Самым удивительным было то, что всем этим неожиданностям просто неоткуда было браться — у них не было никакого источника, никакого корня, — но они все равно вторгались в его жизнь. Зато привыкать к новому стало легче, потому что время успело сильно разогнаться и все случалось крайне быстро. Прежняя жизнь, начало которой терялось в невыразимом, была очень долгой, но в ней не было ничего такого, о чем можно было бы думать; теперь же происходило многое, но его сознание успевало только фиксировать изменения, которые стали слишком мимолетными, чтобы затронуть его настоящую основу, — поняв это, он понял и то, что у него есть настоящая основа, а осознать ее и значило проснуться.
Он пришел в себя и увидел главное — превращения происходили не с ним. На самом деле он никогда не покидал первого мига, за границей которого началось время, но, пребывая в вечности, он все же постоянно следил за той причудливой рябью, которую вздымало время на поверхности его сознания; когда же эта рябь стала больше походить на волны и порывы времени стали угрожать его покою, он ушел вглубь, туда, где ничто никогда не менялось, и понял, что видит сон — один из тех, что снились ему всегда.

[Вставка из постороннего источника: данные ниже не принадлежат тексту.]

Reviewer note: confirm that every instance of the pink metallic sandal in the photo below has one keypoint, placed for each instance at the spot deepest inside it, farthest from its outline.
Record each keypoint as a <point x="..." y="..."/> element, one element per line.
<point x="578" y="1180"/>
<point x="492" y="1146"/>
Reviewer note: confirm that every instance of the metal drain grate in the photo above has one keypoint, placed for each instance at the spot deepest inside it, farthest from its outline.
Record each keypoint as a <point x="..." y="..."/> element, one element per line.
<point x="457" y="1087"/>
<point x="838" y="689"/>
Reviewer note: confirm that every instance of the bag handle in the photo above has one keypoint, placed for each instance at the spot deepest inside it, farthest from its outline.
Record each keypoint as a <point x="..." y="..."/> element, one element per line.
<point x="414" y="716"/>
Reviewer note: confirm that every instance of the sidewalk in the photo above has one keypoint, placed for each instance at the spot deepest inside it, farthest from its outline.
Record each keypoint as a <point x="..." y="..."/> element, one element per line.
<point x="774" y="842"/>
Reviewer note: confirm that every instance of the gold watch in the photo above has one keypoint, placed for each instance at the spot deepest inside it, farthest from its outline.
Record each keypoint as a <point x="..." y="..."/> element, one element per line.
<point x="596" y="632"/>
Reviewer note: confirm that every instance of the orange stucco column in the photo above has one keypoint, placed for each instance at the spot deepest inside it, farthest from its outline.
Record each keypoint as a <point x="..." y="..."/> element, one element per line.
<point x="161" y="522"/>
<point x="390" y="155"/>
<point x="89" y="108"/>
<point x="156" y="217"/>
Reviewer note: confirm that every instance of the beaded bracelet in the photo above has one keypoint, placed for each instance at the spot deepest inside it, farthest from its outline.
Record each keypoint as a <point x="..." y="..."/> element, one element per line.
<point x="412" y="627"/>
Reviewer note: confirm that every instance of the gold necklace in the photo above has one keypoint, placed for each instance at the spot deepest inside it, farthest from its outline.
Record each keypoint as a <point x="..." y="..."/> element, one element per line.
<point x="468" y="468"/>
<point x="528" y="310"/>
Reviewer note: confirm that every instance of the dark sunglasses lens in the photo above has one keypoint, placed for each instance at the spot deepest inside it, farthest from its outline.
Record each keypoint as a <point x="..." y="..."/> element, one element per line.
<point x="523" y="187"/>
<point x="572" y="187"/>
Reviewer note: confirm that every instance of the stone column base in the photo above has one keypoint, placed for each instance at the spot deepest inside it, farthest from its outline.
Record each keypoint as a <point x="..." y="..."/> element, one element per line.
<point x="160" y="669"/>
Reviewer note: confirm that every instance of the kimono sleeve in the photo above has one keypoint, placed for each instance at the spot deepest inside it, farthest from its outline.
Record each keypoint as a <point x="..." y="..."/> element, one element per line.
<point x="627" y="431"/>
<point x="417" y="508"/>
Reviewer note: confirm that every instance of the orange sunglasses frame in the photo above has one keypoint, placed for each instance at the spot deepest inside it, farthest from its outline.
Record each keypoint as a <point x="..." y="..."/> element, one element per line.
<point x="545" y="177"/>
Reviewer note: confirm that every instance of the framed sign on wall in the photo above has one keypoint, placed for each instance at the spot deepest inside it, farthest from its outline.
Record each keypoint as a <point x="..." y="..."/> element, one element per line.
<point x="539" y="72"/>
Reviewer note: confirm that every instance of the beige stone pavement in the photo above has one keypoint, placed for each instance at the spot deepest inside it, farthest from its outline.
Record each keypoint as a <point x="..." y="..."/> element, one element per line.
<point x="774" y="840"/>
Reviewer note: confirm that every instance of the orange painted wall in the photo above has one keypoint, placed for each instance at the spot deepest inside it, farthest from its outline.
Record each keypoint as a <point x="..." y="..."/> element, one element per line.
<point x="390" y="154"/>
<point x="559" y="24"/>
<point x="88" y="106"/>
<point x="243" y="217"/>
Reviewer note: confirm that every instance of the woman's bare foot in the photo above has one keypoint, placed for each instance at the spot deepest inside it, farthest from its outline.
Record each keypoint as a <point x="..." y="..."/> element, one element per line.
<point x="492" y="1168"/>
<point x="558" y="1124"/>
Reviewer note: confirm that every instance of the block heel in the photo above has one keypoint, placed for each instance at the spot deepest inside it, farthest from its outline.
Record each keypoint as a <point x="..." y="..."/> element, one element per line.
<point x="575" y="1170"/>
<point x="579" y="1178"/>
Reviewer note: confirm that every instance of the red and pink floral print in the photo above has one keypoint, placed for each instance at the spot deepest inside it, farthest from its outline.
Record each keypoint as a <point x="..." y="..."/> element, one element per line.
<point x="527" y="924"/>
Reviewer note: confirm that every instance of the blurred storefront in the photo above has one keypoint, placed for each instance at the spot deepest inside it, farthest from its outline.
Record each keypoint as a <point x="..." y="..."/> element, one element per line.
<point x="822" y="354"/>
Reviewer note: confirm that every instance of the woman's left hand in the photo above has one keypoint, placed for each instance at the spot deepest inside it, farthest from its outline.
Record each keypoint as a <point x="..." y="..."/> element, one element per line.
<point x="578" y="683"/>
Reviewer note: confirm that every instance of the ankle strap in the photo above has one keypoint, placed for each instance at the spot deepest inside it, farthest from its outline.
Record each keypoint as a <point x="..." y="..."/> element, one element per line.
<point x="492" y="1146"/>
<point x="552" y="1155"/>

Он часто впадал в это забытье и каждый раз принимал его за реальность. Для этого достаточно было просто перенести внимание на колышущуюся границу собственного сознания (забыв, что на самом деле ее просто нет — какая может быть у сознания граница?), и проходящая по ней дрожь немедленно захватывала все его существо до момента пробуждения.
Его сны становились все более запутанными и странными. В них он продолжал расширяться, и его форма усложнялась; желая познать окружающий мир, он послал в него длинные протуберанцы, которые вскоре наткнулись на препятствие, вынудившее их согнуться и сложиться. Оказалось, что мир его сновидений тоже имеет границу и его тюрьма — или крепость — довольно тесна.
Но самое странное ждало впереди. Однажды он заметил, что постепенно изменился сам способ, которым он ощущает мир своих снов. Точнее, не изменился, а появился — раньше никаких способов не было. А теперь он стал воспринимать разные качества мира разными частями сознания. Эта способность утончалась и разветвлялась, и постепенно прежнее простое присутствие оказалось расчлененным на ощущения от света, звука, вкуса и касания, которые были просто осколками прежней целостности.
Сон продолжал сниться, и в нем появлялось все больше деталей.
Он заметил, что висит в теплом океане, заполняя почти весь его объем. Иногда, от скуки и неосознанного желания изменить миропорядок, он начинал глотать его соленую воду; за это приходилось расплачиваться приступом мучительной икоты, и он нетерпеливо ожидал пробуждения, хотя проснуться в таком состоянии было очень сложно: любая форма возбуждения уводила только дальше в закоулки сна, а для бодрствования были нужны покой и отрешенность.
Иногда его заливало тусклое красноватое мерцание, и ему становилось страшно, потому что источник света и причина зрения находились за пределами всего, что он успел более или менее изучить в своих снах; там начиналось неизвестное, что-то такое, чему еще только предстояло развиться. Пока его зрение было латентным, судить об этом чувстве он мог только по еле угадываемым узорам вен на своих недавно появившихся веках.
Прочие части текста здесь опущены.